Joshua Fletcher is a British psychotherapist whose new book, AND HOW DOES THAT MAKE YOU FEEL? (Morrow, 320 pp., $29.99), is a chronicle of his own thoughts while treating patients. It includes case studies and slightly-too-whimsical checklists of Fletcher’s emotions during sessions. But that’s not what makes it useful. The book serves as a primer on common mental health ailments — including O.C.D., depression and panic and anxiety disorders — interspersed with information on different kinds of therapy.

The reason so many people believe therapy isn’t for them, Fletcher insists, is that they haven’t found the right one. I would argue that it’s not so much the modality, but the practitioner. “Therapists are some of the most amazing people I’ve ever met, both personally and professionally,” Fletcher writes. “However, they can also be nauseatingly self-righteous.”


I assumed that nothing in a book of essays about people struggling with their mental health could surprise me. Then I read about Tonie Dreher in Patrick J. Kennedy’s PROFILES IN MENTAL HEALTH COURAGE (Dutton, 336 pp., $30), written with Stephen Fried. Dreher was so strung out after years of crack addiction, and so in denial about her various diagnoses — PTSD, schizophrenia — that she lost track of years of her life; she wasn’t even sure how many children she had given birth to. Today she counsels people who are hoping to be diverted from prison into mental health programs. Dreher’s story is a reminder about the complicated relationship between addiction and mental health: So many people seek drugs to relieve the pain of being mentally ill, thus exacerbating mental illness by becoming addicted to drugs.

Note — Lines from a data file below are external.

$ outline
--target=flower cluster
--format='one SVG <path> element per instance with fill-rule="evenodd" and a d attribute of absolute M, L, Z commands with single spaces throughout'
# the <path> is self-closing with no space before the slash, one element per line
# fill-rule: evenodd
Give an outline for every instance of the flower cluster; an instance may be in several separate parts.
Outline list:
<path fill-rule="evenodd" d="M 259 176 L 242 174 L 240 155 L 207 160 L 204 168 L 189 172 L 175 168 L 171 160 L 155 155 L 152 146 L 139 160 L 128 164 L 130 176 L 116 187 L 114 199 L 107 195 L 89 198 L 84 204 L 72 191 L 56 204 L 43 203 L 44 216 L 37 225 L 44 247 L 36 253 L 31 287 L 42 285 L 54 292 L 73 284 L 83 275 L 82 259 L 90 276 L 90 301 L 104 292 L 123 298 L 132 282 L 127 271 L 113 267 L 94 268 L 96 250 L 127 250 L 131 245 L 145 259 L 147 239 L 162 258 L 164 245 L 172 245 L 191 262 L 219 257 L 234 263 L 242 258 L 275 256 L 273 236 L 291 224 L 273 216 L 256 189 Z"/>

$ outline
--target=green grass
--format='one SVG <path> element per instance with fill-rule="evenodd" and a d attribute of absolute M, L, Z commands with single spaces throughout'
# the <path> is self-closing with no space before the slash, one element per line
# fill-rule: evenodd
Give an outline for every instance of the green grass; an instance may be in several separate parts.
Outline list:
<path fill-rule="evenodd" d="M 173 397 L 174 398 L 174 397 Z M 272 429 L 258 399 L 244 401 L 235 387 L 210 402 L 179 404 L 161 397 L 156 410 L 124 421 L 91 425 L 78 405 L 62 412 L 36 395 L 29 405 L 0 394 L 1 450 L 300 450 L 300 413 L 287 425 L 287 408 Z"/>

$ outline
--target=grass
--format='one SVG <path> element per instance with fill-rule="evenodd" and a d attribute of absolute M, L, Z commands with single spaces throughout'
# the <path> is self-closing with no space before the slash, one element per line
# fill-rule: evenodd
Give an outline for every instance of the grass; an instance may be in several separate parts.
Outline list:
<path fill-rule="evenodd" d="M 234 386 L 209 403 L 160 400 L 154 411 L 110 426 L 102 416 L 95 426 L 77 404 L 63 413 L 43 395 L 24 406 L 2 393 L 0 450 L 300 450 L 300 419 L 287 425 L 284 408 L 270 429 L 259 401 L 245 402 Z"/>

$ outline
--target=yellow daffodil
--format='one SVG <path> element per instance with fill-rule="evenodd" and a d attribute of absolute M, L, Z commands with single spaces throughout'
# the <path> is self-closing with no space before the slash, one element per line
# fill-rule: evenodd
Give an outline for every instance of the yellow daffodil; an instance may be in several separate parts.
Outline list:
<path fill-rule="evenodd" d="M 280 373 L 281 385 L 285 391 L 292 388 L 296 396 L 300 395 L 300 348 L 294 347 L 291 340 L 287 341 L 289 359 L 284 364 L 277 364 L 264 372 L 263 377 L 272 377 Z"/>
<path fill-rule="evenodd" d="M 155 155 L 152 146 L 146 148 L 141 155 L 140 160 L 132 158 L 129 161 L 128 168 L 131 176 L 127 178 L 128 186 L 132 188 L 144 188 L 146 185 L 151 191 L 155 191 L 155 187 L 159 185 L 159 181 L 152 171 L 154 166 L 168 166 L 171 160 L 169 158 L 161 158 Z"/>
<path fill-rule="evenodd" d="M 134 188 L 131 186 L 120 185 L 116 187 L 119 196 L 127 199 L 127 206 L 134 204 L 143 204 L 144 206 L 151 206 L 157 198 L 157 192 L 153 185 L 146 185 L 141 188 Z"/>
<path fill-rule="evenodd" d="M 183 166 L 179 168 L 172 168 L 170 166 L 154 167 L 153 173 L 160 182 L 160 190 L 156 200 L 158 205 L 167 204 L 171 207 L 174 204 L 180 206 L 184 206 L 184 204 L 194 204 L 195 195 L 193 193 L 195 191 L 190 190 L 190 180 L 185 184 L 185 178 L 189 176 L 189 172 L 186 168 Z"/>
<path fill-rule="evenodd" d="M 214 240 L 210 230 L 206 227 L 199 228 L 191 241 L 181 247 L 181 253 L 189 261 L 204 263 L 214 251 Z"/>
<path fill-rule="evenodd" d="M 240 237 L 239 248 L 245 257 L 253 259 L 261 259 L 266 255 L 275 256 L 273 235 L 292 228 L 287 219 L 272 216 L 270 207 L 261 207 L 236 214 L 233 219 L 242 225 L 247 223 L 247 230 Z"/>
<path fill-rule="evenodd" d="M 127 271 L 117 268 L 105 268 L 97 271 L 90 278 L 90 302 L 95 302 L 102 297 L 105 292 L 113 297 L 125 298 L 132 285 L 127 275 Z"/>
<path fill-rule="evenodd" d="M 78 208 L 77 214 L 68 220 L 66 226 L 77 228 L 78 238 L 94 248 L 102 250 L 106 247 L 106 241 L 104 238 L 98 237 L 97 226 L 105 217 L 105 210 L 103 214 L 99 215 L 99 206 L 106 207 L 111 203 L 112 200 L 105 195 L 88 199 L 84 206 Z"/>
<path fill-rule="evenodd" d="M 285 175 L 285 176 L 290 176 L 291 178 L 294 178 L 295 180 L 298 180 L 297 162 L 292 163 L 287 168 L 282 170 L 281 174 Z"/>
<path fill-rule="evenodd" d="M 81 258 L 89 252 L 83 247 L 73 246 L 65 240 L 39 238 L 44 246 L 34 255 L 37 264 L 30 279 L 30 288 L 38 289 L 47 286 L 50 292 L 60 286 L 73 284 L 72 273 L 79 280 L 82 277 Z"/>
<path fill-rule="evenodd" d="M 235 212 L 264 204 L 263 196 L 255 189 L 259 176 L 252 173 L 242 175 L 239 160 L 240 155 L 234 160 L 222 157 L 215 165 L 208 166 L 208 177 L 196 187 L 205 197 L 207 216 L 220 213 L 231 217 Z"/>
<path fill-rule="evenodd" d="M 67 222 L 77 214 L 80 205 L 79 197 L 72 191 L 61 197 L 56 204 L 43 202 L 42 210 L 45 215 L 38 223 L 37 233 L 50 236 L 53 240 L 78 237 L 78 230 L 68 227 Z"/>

Kennedy, a former congressman with his own history of substance abuse and bipolar disorder, introduces readers to Gabrielle Anwar, an actor whose bipolar disorder blew up her career; Justin Maffett, an attorney and impassioned activist in the Black Lives Matter movement who became convinced, during a psychotic break, that he was “an angel sent by God to save the country from racism, Russia and China”; and Ashley Dunlop, a health care aide whose answer to auditory hallucinations was heroin. While many of the stories here involve people living with mental illness who are not only functioning, but helping others, Kennedy makes sure to include one who lost the struggle: his cousin Harry McMurrey, a seemingly happy-go-lucky guy who ended his own life during his senior year of college. At the funeral, Kennedy (who is Edward M. Kennedy’s son) hugged McMurrey’s father and whispered, “There was nothing wrong with Harry. He died of a disease. It manifests itself in a terrible way, but it’s still a disease.”